# Kinetic energy of a ball when falling (projectile motion)

1. Feb 4, 2012

### paperdoll

1. The problem statement, all variables and given/known data

A ball of mass 0.5 kg rolls off a table 4 metres above the ground with a speed of 4 ms^-1.

a) what is the kinetic energy of the ball when it strikes the ground.
b) what is the kinetic energy of the ball just before it strikes the ground
c) what is the speed of the ball as it strikes the ground

2. Relevant equations

Ek=1/2mv^2
V^2=u^2+2as
Ep=mgh

3. The attempt at a solution
okay so to get a) I did Ep=mgh so when the ball strikes the ground, all Ep should be turned into Ek right?

So 0.5*9.8*4=19.6 J

for b) I know the horizontal final velocity component is 4 ms^-1. The vertical final velocity should be found using v^2=u^2+2as.

v^2=2*-9.8*-4
v=8.85 ms^-1

using pythagoras throem I got the final v to be 9.7159 ms^-1.

Ek=9.715^2*0.5*0.5=23.6 J

What I'm not sure about is for answer b) I got 23.6 and for a) I got 19.6. Shouldn't a) be a larger value than b) because with a), the ball has striked the ground. I don't know where I have gone wrong

2. Feb 4, 2012

### BruceW

Your calculations are good, but I don't think you realise what you've calculated.

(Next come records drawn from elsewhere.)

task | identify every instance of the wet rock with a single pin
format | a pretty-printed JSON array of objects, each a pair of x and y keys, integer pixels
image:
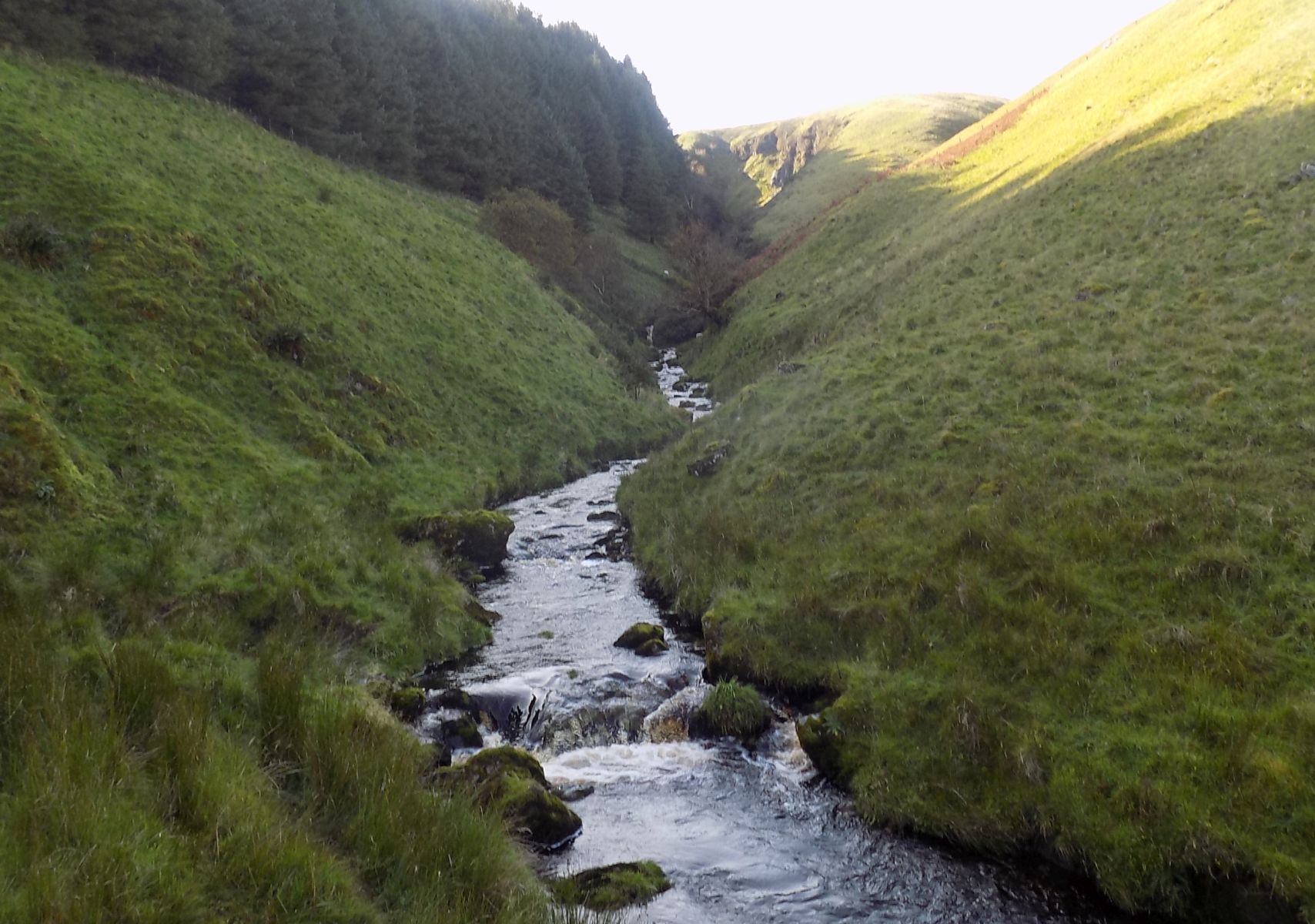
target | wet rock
[
  {"x": 475, "y": 610},
  {"x": 711, "y": 460},
  {"x": 477, "y": 537},
  {"x": 407, "y": 704},
  {"x": 596, "y": 726},
  {"x": 822, "y": 743},
  {"x": 575, "y": 793},
  {"x": 455, "y": 699},
  {"x": 460, "y": 734},
  {"x": 433, "y": 676},
  {"x": 638, "y": 635},
  {"x": 731, "y": 710},
  {"x": 514, "y": 708},
  {"x": 612, "y": 888},
  {"x": 614, "y": 543},
  {"x": 653, "y": 648},
  {"x": 512, "y": 782}
]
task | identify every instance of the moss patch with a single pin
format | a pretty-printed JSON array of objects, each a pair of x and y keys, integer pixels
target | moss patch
[
  {"x": 731, "y": 710},
  {"x": 612, "y": 888}
]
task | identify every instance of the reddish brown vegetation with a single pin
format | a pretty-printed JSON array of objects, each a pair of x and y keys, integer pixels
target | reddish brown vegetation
[{"x": 943, "y": 156}]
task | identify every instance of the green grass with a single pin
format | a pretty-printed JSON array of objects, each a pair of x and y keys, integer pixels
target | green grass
[
  {"x": 733, "y": 710},
  {"x": 852, "y": 146},
  {"x": 1036, "y": 511},
  {"x": 229, "y": 372}
]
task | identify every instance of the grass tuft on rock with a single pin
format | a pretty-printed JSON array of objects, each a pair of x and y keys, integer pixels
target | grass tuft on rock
[
  {"x": 731, "y": 710},
  {"x": 612, "y": 888}
]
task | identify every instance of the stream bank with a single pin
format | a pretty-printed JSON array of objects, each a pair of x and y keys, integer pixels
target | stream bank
[{"x": 744, "y": 834}]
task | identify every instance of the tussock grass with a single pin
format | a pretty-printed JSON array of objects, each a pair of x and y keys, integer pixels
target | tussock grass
[{"x": 1036, "y": 509}]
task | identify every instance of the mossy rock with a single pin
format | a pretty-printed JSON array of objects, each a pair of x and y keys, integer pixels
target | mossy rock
[
  {"x": 512, "y": 782},
  {"x": 612, "y": 888},
  {"x": 477, "y": 537},
  {"x": 731, "y": 710},
  {"x": 455, "y": 699},
  {"x": 653, "y": 648},
  {"x": 638, "y": 635},
  {"x": 507, "y": 762},
  {"x": 460, "y": 734},
  {"x": 407, "y": 702},
  {"x": 822, "y": 743},
  {"x": 479, "y": 613}
]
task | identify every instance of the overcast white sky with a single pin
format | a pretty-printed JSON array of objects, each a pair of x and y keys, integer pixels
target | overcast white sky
[{"x": 717, "y": 63}]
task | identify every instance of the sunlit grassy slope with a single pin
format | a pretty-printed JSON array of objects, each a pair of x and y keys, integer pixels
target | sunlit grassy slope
[
  {"x": 243, "y": 371},
  {"x": 851, "y": 145},
  {"x": 1039, "y": 509}
]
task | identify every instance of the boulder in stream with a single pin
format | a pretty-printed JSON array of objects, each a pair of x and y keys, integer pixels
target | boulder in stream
[
  {"x": 612, "y": 888},
  {"x": 407, "y": 702},
  {"x": 460, "y": 734},
  {"x": 510, "y": 781},
  {"x": 638, "y": 635},
  {"x": 653, "y": 648}
]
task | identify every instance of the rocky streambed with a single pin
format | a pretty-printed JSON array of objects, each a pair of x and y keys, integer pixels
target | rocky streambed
[{"x": 744, "y": 834}]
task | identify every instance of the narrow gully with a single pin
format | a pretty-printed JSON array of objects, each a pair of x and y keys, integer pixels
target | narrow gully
[{"x": 743, "y": 835}]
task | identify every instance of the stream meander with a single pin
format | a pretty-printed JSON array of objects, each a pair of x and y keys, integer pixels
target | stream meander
[{"x": 744, "y": 835}]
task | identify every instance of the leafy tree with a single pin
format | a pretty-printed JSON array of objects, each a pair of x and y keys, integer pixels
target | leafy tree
[
  {"x": 534, "y": 228},
  {"x": 709, "y": 264}
]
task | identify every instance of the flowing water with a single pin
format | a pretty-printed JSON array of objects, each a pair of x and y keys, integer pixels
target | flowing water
[{"x": 743, "y": 835}]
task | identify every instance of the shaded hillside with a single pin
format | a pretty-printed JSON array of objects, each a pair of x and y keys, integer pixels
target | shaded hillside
[
  {"x": 229, "y": 372},
  {"x": 1017, "y": 470},
  {"x": 791, "y": 171},
  {"x": 466, "y": 96}
]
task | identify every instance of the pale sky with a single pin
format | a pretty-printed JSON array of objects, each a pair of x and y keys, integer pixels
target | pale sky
[{"x": 718, "y": 63}]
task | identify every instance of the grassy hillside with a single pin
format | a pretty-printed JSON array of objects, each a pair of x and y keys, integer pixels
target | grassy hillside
[
  {"x": 1036, "y": 511},
  {"x": 825, "y": 156},
  {"x": 229, "y": 371}
]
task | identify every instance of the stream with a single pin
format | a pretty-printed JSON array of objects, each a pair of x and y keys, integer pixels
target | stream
[{"x": 743, "y": 835}]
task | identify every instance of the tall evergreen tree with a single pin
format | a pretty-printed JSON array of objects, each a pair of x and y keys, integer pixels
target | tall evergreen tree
[{"x": 180, "y": 41}]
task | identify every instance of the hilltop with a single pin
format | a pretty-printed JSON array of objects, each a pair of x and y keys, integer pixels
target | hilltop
[
  {"x": 230, "y": 371},
  {"x": 780, "y": 175},
  {"x": 1014, "y": 474}
]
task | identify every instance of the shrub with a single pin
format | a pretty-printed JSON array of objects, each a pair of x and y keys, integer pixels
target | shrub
[{"x": 33, "y": 242}]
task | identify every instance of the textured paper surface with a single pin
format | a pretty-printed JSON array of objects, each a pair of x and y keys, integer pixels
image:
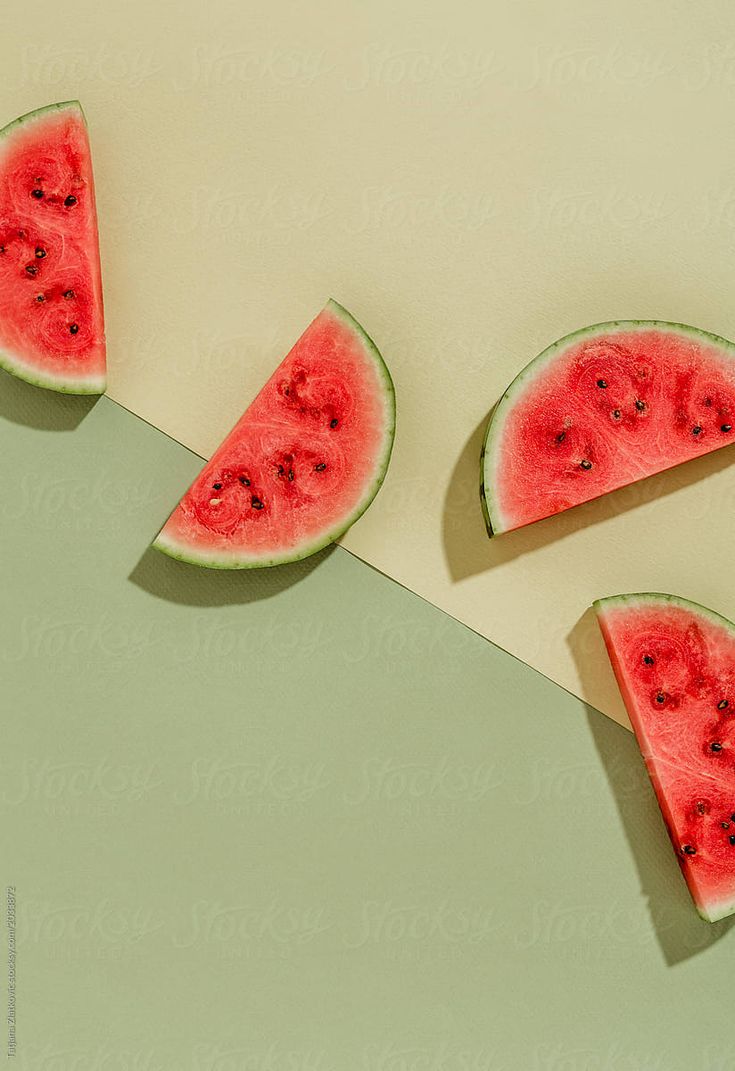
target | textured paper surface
[
  {"x": 471, "y": 189},
  {"x": 300, "y": 819}
]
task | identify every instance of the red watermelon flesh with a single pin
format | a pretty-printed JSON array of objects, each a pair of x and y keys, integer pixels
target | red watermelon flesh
[
  {"x": 302, "y": 464},
  {"x": 51, "y": 322},
  {"x": 675, "y": 665},
  {"x": 602, "y": 408}
]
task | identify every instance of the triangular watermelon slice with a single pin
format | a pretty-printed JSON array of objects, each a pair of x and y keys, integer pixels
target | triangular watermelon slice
[
  {"x": 51, "y": 323},
  {"x": 602, "y": 408},
  {"x": 302, "y": 464},
  {"x": 675, "y": 664}
]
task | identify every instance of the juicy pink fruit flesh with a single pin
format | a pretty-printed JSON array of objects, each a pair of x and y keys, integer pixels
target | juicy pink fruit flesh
[
  {"x": 303, "y": 458},
  {"x": 669, "y": 395},
  {"x": 51, "y": 323},
  {"x": 675, "y": 665}
]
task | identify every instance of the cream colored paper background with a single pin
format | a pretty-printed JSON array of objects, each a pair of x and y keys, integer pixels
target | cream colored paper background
[{"x": 471, "y": 181}]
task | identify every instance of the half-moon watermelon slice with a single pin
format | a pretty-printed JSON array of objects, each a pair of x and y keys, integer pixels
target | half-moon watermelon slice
[
  {"x": 602, "y": 408},
  {"x": 303, "y": 463},
  {"x": 51, "y": 322},
  {"x": 675, "y": 664}
]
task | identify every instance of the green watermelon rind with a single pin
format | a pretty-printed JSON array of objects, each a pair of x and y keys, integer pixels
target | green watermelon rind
[
  {"x": 12, "y": 363},
  {"x": 175, "y": 549},
  {"x": 601, "y": 606},
  {"x": 491, "y": 510}
]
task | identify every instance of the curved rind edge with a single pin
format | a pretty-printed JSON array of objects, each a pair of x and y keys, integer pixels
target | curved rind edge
[
  {"x": 43, "y": 110},
  {"x": 21, "y": 370},
  {"x": 715, "y": 914},
  {"x": 492, "y": 512},
  {"x": 87, "y": 385},
  {"x": 635, "y": 598},
  {"x": 182, "y": 553}
]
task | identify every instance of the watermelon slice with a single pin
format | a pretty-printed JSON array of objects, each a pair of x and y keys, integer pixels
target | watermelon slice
[
  {"x": 51, "y": 325},
  {"x": 602, "y": 408},
  {"x": 675, "y": 664},
  {"x": 303, "y": 463}
]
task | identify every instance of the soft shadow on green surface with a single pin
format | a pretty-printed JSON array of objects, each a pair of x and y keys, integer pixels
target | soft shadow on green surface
[
  {"x": 680, "y": 932},
  {"x": 45, "y": 410},
  {"x": 468, "y": 548},
  {"x": 194, "y": 586}
]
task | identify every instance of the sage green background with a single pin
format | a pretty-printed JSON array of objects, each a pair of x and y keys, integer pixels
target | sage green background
[{"x": 301, "y": 819}]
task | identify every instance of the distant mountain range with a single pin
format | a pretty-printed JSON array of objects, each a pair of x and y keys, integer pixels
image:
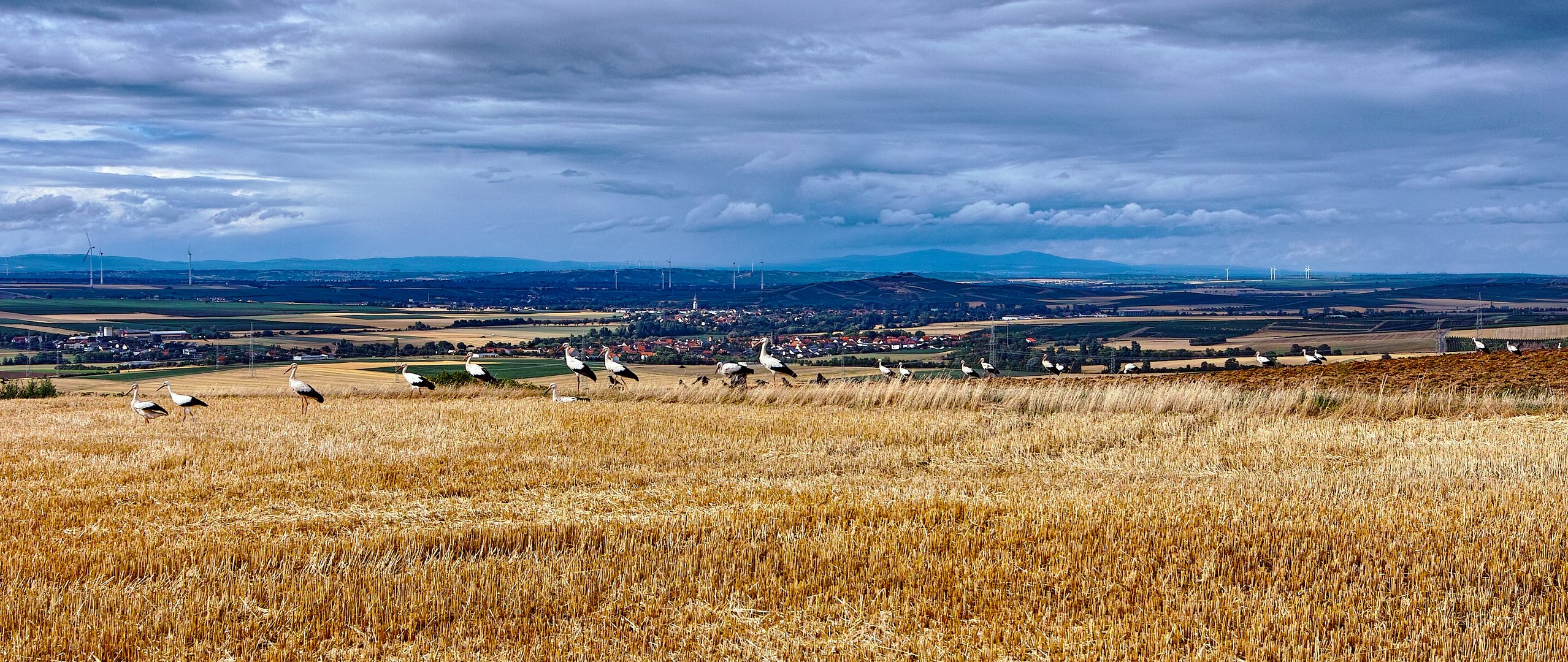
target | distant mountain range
[
  {"x": 1021, "y": 264},
  {"x": 913, "y": 289},
  {"x": 936, "y": 261}
]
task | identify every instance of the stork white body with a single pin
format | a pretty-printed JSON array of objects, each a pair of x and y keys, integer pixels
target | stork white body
[
  {"x": 772, "y": 363},
  {"x": 184, "y": 402},
  {"x": 147, "y": 408},
  {"x": 476, "y": 371},
  {"x": 300, "y": 388},
  {"x": 415, "y": 380},
  {"x": 578, "y": 366}
]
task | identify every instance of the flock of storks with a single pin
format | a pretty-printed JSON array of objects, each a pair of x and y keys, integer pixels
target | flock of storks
[{"x": 734, "y": 372}]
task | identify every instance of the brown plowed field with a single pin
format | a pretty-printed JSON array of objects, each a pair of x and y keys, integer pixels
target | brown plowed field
[{"x": 1498, "y": 371}]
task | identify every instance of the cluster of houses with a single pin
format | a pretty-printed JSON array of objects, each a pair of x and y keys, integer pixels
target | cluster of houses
[
  {"x": 787, "y": 347},
  {"x": 132, "y": 347}
]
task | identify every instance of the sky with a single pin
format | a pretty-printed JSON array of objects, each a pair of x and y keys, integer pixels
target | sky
[{"x": 1401, "y": 135}]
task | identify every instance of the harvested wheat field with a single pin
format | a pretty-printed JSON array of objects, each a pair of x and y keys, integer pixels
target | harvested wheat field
[
  {"x": 1082, "y": 520},
  {"x": 1496, "y": 371}
]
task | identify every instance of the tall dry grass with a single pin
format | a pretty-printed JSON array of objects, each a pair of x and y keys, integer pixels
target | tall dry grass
[
  {"x": 1120, "y": 396},
  {"x": 927, "y": 521}
]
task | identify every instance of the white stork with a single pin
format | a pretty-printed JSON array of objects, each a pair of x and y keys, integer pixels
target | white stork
[
  {"x": 575, "y": 365},
  {"x": 618, "y": 369},
  {"x": 147, "y": 408},
  {"x": 476, "y": 371},
  {"x": 772, "y": 363},
  {"x": 415, "y": 380},
  {"x": 557, "y": 397},
  {"x": 186, "y": 402},
  {"x": 300, "y": 388}
]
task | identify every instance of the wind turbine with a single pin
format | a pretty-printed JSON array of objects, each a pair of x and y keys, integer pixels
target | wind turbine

Your answer of 19.6J is the change in kinetic energy from when the ball was rolling along the table to when it was just about to hit the floor. And your answer of 23.6J is the KE of the ball just before it hit the floor.

So I think you have calculated b) correctly. To work out the answer to question a), you're going to need to make some kind of assumption about the motion of the ball exactly when it is touching the ground.

3. Feb 4, 2012

### paperdoll

Would the assumption be that v=0 when the ball hits the ground? So in that case, Ek is zero then?

I thought that when the ball hit the floor, all the Ep would be converted into Ek? A bit confused but I understand what you say about the assumption I think.

4. Feb 4, 2012

### BruceW

Just before the ball hits the floor, all the Ep will have been converted into Ek. And the ball on the table had 4J of Ek. And you calculated the change in KE is 19.6J. So adding these together, you get 23.6J (this is a good way to check your answer of part b).

The assumption v=0 when the ball hits the ground is one possible assumption. And this might be a good assumption if the ground was a very viscous fluid. But as you've said, Ek would be zero, and so question a) would have a suspiciously easy answer.

I think the assumption they want you to use is less strict. (And its a very common assumption in these types of questions). Think about the vertical speed of the ball before and after collision.

5. Feb 4, 2012

### paperdoll

I've been trying to think but I'm still not sure about the assumption. Would it have something to do with the conservation of momentum?

6. Feb 4, 2012

### BruceW

I guess you could use conservation of momentum to explain what happens to the horizontal speed. (Also making use of the fact that the force from the ground is purely vertical, assuming no friction).

For vertical speed, while the ball is touching the ground, we can say the ball squashes, and undergoes an extreme upwards acceleration. So really, while the ball is touching the ground, different parts of the ball will have different values for the vertical speed, and will go through a range of different values.

So the vertical speed while the ball is striking the ground is actually a vague concept, which could have several possible answers. So I suppose that the 'vertical speed as the ball strikes the ground' is chosen more as convention, rather than by assumption.

The vertical speed of the ball is negative before collision and positive after collision. So, you can probably guess what is the conventional vertical speed of the ball as it strikes the ground. (its a simple answer, no working required).